Classics can't be ignored. Despite the rather limited offerings of truly timeless pieces in major department stores, some pieces still manage to gain, or regain, popularity. The tasseled loafer has long been an American classic. Companies like Alden and Allen Edmonds have been producing them, in the USA, for decades now. They've recently been featured in men's magazines and in runway shows, but in more design-centric versions. Nothing beats a trend like the original, though.
Its critics decry the shape as dated and reduce its wearer to the 50+ demographic. Design houses may claim to update the traditional shape, yet it needs no such adjustment. In truth, a flawless, well constructed shoe, knows no age limit or requirement.
Enter the Alden Suede Moccasin. It's a classic shape; the toe is neither too pointy or too rounded. Now, it may seem bulky, especially compared against it's European counterparts, but after a few outings, I can report no difference between it and my thinner Ferragamo loafers.
Its appeal lies in its simplicity and versatility. Tassels provide the only visual detail, while the suede adds an elegantly textural appeal.
The shoe, however, lends itself to a number of wardrobe choices. This being July in Miami, a linen suit sprints to my mind. Now, the guys at Pitti Uomo can do no wrong, but no one lives on those streets the rest of the year. The cuffed and cropped trouser may not work everywhere. What will work is a slight taper of the trousers, so they sit atop the loafer just so. The flopping movement of billowy pants rarely flatters anyone.
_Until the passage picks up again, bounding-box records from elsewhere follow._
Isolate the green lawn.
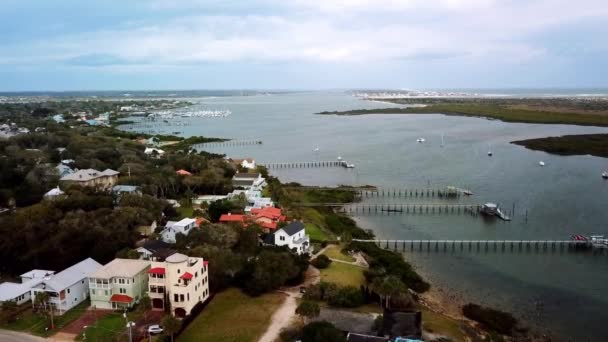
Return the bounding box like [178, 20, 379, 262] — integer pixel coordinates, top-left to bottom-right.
[78, 311, 142, 342]
[304, 223, 327, 241]
[177, 288, 285, 342]
[323, 245, 355, 262]
[0, 300, 90, 337]
[419, 306, 466, 341]
[321, 262, 365, 287]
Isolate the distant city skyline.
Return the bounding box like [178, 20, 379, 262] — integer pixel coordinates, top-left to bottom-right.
[0, 0, 608, 92]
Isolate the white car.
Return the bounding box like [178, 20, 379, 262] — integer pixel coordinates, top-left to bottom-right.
[148, 324, 163, 335]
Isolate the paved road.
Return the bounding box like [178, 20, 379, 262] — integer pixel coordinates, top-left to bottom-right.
[0, 330, 47, 342]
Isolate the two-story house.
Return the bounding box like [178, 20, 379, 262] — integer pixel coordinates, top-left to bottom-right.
[264, 221, 310, 254]
[31, 258, 101, 315]
[148, 253, 209, 318]
[59, 169, 120, 190]
[89, 259, 150, 310]
[160, 218, 196, 243]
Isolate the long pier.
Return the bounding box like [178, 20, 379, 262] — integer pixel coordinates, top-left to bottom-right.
[198, 140, 263, 147]
[261, 160, 345, 169]
[353, 239, 591, 252]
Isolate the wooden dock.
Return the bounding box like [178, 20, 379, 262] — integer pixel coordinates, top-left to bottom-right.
[353, 239, 591, 252]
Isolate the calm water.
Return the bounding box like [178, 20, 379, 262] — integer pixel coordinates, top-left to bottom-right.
[122, 93, 608, 341]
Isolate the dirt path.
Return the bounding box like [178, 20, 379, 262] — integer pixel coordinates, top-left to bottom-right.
[258, 292, 298, 342]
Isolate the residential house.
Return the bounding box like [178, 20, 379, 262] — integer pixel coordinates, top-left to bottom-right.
[148, 253, 209, 318]
[43, 187, 65, 200]
[89, 259, 150, 310]
[59, 169, 120, 190]
[160, 218, 196, 243]
[228, 158, 255, 170]
[232, 173, 266, 190]
[144, 147, 165, 159]
[0, 270, 55, 305]
[175, 169, 192, 177]
[31, 258, 101, 315]
[264, 221, 310, 254]
[136, 240, 175, 260]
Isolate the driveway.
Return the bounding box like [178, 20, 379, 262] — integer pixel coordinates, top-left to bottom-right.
[0, 330, 47, 342]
The rich chocolate brown shade translates just as well to heavier fabrics, like corduroy and tweed, but that's a post for December.
I looked at several versions before taking the plunge with Alden. Its simple design, incredible craftsmanship and history won me over. Several well-known brands offered decent looking loafers, but the quality didn't seem to be there. The Goodyear Welt, explained here is a method of construction which essentially extends the potential life of the shoe. Another crucial question to ask is, do you want a shoe from a fashion design house or a shoe from a shoemaker? The latter has perfected his craft, while the former changes it altogether every six months.